Paraneoplastic myositis
Apart from dermatomyositis, which is in 30% of cases of paraneoplastic origin, polymyositis
and necrotizing myositis can occur in tumor patients. According to a recent meta-analysis,
factors associated with a paraneoplastic etiology of myositis include advanced age,
male gender, skin necrosis, and dysphagia [104]. Detection of anti-155/140-Abs in cases with negative classical Abs (anti-Jo-1,
anti-PM-Scl, anti-U1-RNP, anti-U3-RNP, anti-Ku) is in 94% associated with a paraneoplastic
origin [105]. While anti-synthetase-Abs are typically associated with autoimmune etiology, their
detection does not reliably rule out a paraneoplastic origin of the disease [106]. Dermatomyositis occurs most frequently with ovarian cancer, breast cancer, lung
cancer, pancreatic cancer, stomach cancer or colorectal cancer, while polymyositis
is associated with lung cancer, bladder cancer or lymphoma [107]. Assumingly, the immunological cross-reaction between undifferentiated myoblasts
and tumor cells is triggered by the expression of identical antigens [108]. The courses of the both diseases are linked: while tumor recurrence is frequently
associated with deterioration of the muscle disease, effective tumor treatment results
in an improvement of muscle strength [109].

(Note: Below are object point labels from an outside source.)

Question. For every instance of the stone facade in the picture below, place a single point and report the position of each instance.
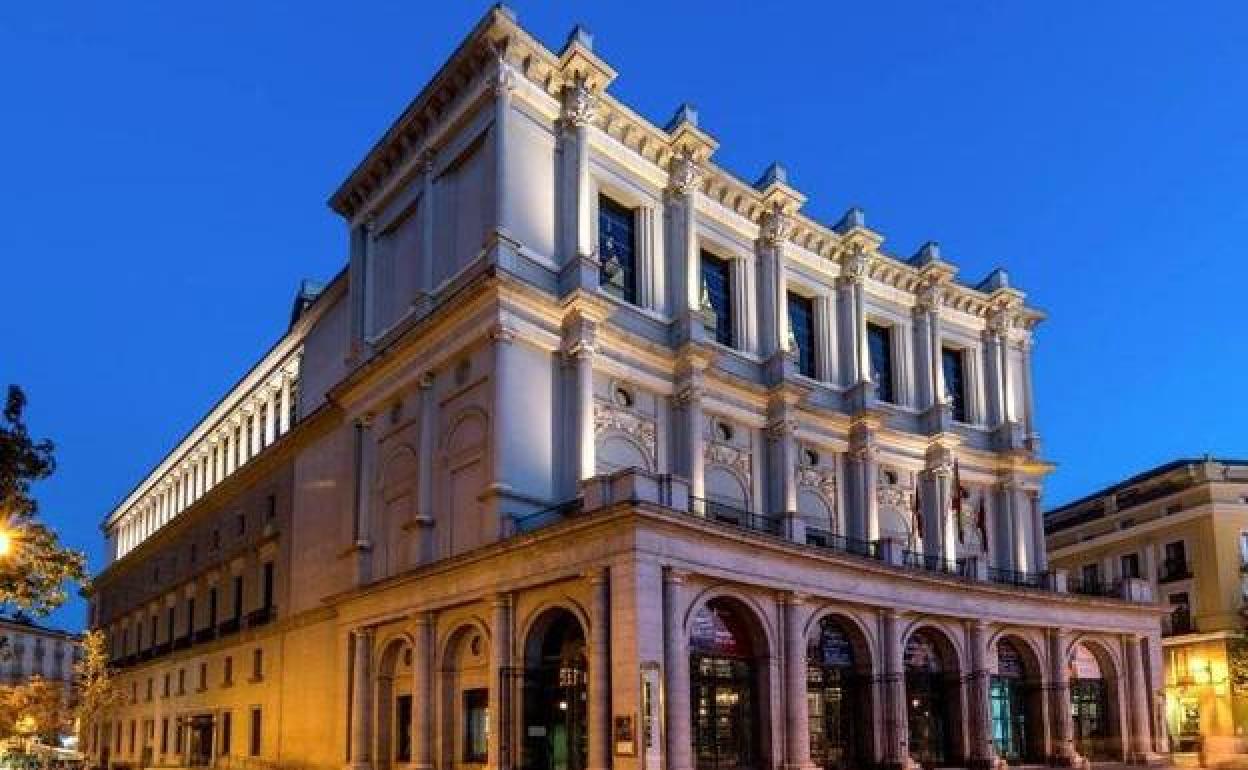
(598, 457)
(1183, 528)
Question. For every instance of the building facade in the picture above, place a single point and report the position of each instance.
(1183, 528)
(595, 456)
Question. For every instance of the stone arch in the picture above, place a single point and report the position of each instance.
(391, 733)
(1111, 743)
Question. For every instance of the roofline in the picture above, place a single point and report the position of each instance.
(1142, 477)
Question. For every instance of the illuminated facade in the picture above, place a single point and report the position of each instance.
(1183, 528)
(602, 457)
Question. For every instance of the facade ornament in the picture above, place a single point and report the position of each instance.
(579, 104)
(775, 227)
(685, 174)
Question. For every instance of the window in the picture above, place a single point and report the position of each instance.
(226, 729)
(617, 248)
(403, 724)
(801, 328)
(879, 345)
(253, 744)
(716, 297)
(1130, 565)
(476, 725)
(955, 382)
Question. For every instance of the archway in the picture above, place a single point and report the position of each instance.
(555, 694)
(725, 669)
(393, 723)
(839, 693)
(1092, 682)
(1016, 704)
(932, 698)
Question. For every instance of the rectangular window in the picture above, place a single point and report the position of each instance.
(716, 297)
(226, 729)
(801, 326)
(253, 739)
(403, 724)
(617, 248)
(952, 365)
(476, 725)
(879, 343)
(1130, 565)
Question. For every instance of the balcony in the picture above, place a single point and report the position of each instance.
(1174, 569)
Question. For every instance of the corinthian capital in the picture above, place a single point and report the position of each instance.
(685, 174)
(579, 104)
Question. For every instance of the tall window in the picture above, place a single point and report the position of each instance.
(879, 345)
(801, 323)
(253, 746)
(476, 718)
(952, 362)
(716, 297)
(617, 248)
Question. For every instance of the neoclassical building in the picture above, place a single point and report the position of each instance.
(1183, 528)
(597, 456)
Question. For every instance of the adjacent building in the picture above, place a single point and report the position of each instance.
(1183, 528)
(597, 456)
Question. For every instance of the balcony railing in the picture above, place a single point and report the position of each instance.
(1174, 569)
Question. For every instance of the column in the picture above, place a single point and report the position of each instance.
(675, 653)
(796, 708)
(1060, 699)
(1141, 701)
(422, 692)
(896, 728)
(982, 750)
(361, 700)
(599, 670)
(501, 684)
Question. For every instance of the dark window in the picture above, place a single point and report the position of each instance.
(617, 248)
(476, 718)
(253, 748)
(268, 585)
(403, 721)
(955, 382)
(716, 297)
(879, 342)
(1131, 565)
(801, 323)
(226, 729)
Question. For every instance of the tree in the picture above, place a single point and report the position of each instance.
(36, 567)
(96, 689)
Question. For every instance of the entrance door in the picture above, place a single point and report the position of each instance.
(723, 679)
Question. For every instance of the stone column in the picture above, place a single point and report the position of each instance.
(361, 700)
(422, 692)
(501, 684)
(1060, 699)
(1141, 703)
(896, 726)
(796, 708)
(675, 653)
(984, 754)
(599, 670)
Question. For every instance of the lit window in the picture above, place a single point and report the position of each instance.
(716, 297)
(955, 382)
(617, 248)
(879, 342)
(801, 326)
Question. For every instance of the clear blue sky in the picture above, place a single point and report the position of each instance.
(166, 165)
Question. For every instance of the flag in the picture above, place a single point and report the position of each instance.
(981, 522)
(957, 502)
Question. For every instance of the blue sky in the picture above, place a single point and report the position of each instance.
(166, 167)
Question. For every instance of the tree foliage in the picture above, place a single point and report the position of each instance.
(38, 567)
(96, 689)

The immunotherapy of first choice are glucocorticosteroids (initially 1–2 mg/kg for
2–4 weeks; alternatively, in severe cases initially as a pulse therapy (500 mg IV
for 3–5 days, followed by gradual oral tapering). For relapse prevention, long-term
treatment for 1-3 years with low-dose prednisone in combination with azathioprine
(2–3 mg/kg) or methotrexate (7.5–25 mg/week) is recommended [110]. If response to these treatments is inadequate, IVIG (1-2 g/kg/cycle every 6–8 weeks)
can be added. For refractory cases, rituximab (2×1000 mg IV at intervals of 2 weeks),
mycophenolate mofetil (2 g/d) or cyclophosphamide (1-2 mg/kg/d orally or 0.5–1.0 g/m2 body surface area i. v. per treatment cycle) should be taken into consideration.
The differential diagnosis of patients deteriorating under long-term treatment includes
steroid myopathy; thus, an attempt to reduce the steroid dose should be made. If electromyography
shows abnormal spontaneous activity, steroid myopathy is rather unlikely.